Map is married and said he sees his wife and baby daughter every few days, although “I used to visit every day.” He said he took an HIV test that came back negative. Now, he said, he boils the needles after his brother uses them, because he fears Phan has unprotected sex with prostitutes.

After he finished smoking, Map took a pen out of an Evian box where he keeps his belongings. He took it apart and played with the spring inside. “When I smoke I just feel like doing something,” he said. On Wednesday, he said, another boy who lives at the stupa found a hand phone and sold it, and Map smoked 16 amphetamine tablets with the windfall.

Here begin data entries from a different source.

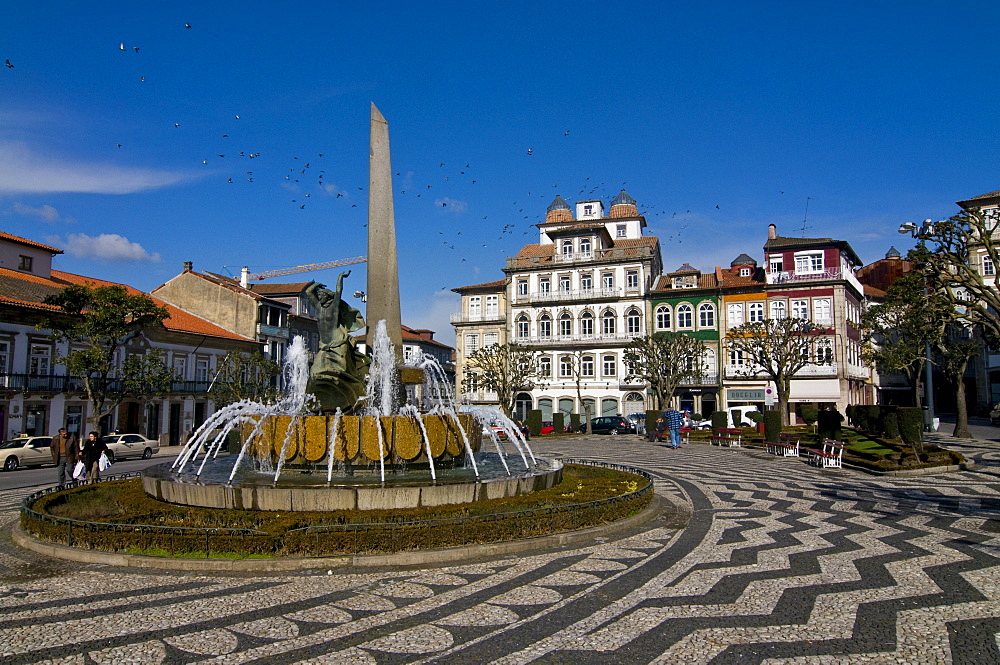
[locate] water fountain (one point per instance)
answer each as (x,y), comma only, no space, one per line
(340,438)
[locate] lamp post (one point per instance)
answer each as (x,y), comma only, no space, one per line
(921,233)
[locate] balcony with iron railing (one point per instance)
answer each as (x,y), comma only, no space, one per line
(481,317)
(746,371)
(579,258)
(568,295)
(60,383)
(573,340)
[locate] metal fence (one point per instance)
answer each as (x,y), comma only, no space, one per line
(462,527)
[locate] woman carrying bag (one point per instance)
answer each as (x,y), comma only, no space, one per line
(93,448)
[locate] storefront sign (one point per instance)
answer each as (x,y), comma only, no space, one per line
(754,395)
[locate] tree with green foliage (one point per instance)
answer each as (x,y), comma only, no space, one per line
(98,322)
(664,360)
(899,328)
(241,375)
(505,369)
(776,348)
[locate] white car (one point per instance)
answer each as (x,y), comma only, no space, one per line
(123,446)
(25,451)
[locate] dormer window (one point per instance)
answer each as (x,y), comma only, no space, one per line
(808,262)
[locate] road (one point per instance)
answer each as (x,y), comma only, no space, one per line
(48,475)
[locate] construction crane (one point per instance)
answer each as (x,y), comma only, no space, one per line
(246,275)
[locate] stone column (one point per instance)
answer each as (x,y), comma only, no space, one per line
(383,273)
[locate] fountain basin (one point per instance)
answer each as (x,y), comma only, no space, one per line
(311,492)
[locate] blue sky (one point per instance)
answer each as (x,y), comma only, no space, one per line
(719,118)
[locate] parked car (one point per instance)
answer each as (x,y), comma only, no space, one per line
(123,446)
(609,425)
(548,428)
(25,451)
(638,421)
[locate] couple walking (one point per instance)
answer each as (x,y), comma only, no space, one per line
(672,420)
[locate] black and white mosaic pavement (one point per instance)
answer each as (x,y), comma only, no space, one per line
(778,562)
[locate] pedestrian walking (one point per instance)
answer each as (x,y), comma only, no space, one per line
(91,453)
(65,449)
(675,421)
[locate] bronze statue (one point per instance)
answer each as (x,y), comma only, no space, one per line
(339,369)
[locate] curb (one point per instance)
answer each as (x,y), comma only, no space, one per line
(656,507)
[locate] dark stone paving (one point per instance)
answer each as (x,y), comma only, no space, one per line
(779,562)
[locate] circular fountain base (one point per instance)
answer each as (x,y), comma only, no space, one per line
(311,492)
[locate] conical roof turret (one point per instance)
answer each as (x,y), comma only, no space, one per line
(559,211)
(623,206)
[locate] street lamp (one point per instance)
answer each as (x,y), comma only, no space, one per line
(921,233)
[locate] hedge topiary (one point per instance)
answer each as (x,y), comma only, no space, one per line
(772,425)
(809,413)
(889,421)
(911,426)
(534,422)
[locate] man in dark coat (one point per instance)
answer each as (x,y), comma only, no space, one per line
(65,449)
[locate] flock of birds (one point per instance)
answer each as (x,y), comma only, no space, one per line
(530,208)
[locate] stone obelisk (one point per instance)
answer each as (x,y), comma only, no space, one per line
(383,271)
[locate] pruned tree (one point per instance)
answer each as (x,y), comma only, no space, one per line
(664,360)
(901,327)
(98,322)
(776,348)
(241,375)
(505,369)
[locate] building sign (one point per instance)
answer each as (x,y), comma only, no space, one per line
(735,395)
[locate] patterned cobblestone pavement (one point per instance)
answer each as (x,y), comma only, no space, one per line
(778,562)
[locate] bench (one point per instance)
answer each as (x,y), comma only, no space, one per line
(730,441)
(786,446)
(830,456)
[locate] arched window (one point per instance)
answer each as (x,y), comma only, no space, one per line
(706,315)
(522,325)
(685,316)
(608,323)
(734,314)
(633,322)
(663,317)
(565,324)
(545,326)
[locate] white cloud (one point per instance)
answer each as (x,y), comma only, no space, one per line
(107,247)
(45,212)
(436,316)
(23,171)
(451,205)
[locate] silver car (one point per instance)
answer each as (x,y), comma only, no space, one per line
(123,446)
(25,451)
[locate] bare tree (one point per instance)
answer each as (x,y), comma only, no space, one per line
(777,348)
(664,360)
(505,369)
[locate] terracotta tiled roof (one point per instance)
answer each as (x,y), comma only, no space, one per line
(30,243)
(178,321)
(486,286)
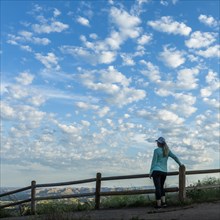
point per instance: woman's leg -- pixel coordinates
(157, 183)
(162, 181)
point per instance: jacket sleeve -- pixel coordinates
(153, 162)
(172, 155)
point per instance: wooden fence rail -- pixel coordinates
(98, 193)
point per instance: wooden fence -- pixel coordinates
(98, 193)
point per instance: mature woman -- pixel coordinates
(158, 170)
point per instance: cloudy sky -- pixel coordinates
(87, 86)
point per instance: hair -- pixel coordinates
(165, 148)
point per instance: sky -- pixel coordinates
(88, 86)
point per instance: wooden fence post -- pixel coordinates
(33, 194)
(182, 183)
(98, 189)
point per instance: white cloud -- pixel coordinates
(7, 112)
(103, 111)
(86, 106)
(200, 39)
(186, 79)
(168, 25)
(171, 57)
(25, 78)
(126, 23)
(184, 104)
(56, 12)
(69, 129)
(213, 51)
(213, 84)
(208, 20)
(152, 71)
(144, 39)
(127, 59)
(169, 117)
(212, 102)
(54, 26)
(83, 21)
(111, 75)
(49, 61)
(26, 37)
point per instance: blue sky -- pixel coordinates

David Harding, technical adviser at Friends, said the program began about three months ago when the organization’s outreach staff found five “pockets” of intravenous drug users, totaling about 47 people. Of those, 15 agreed to an HIV test and 45 percent tested positive.

Intravenous drug use has drawn children from more stable backgrounds to “dip into” life on the streets, Harding said. And many street children are “highly mobile,” some working in the sex industry to support themselves and their habits, he said.

So the repercussions of street children’s needle use are “crossing all levels of society,” he said. And Friends has not found all the users. “There are more than we think, more than we know,” he said. “If [the needle exchange] doesn’t happen, a lot of people could die.”

The one-for-one needle exchange at Friends is an “emergency measure” to curtail HIV transmission. “Drugs are not the core issue here,” Harding said, although Friends has programs for those who want to quit.

Needles are available once from “outreach teams” who find addicts around Phnom Penh and afterward from a drop-in center. Harding said Friends distributes 20 to 30 needles daily on the streets and another 10 at the center.

Friends also provides rubber tourniquets, which slow the drugs’ infusion into the bloodstream, and sterile water. Users mix heroin with puddle water, gas, alcohol and “whatever they could find,” Harding said.

On the grounds of the pagoda where Phan and Map live, several tattooed boys and a woman lounged in a filthy shrine with a Buddha statue in the back. Da, 20, said she had been using heroin for two or three years, scavenging to support her habit.

With Friends’ help, she said, she is trying to quit. “The organization knows us and educates us,” she said Thursday. “If they encouraged drug use, they would not try to persuade us to quit.”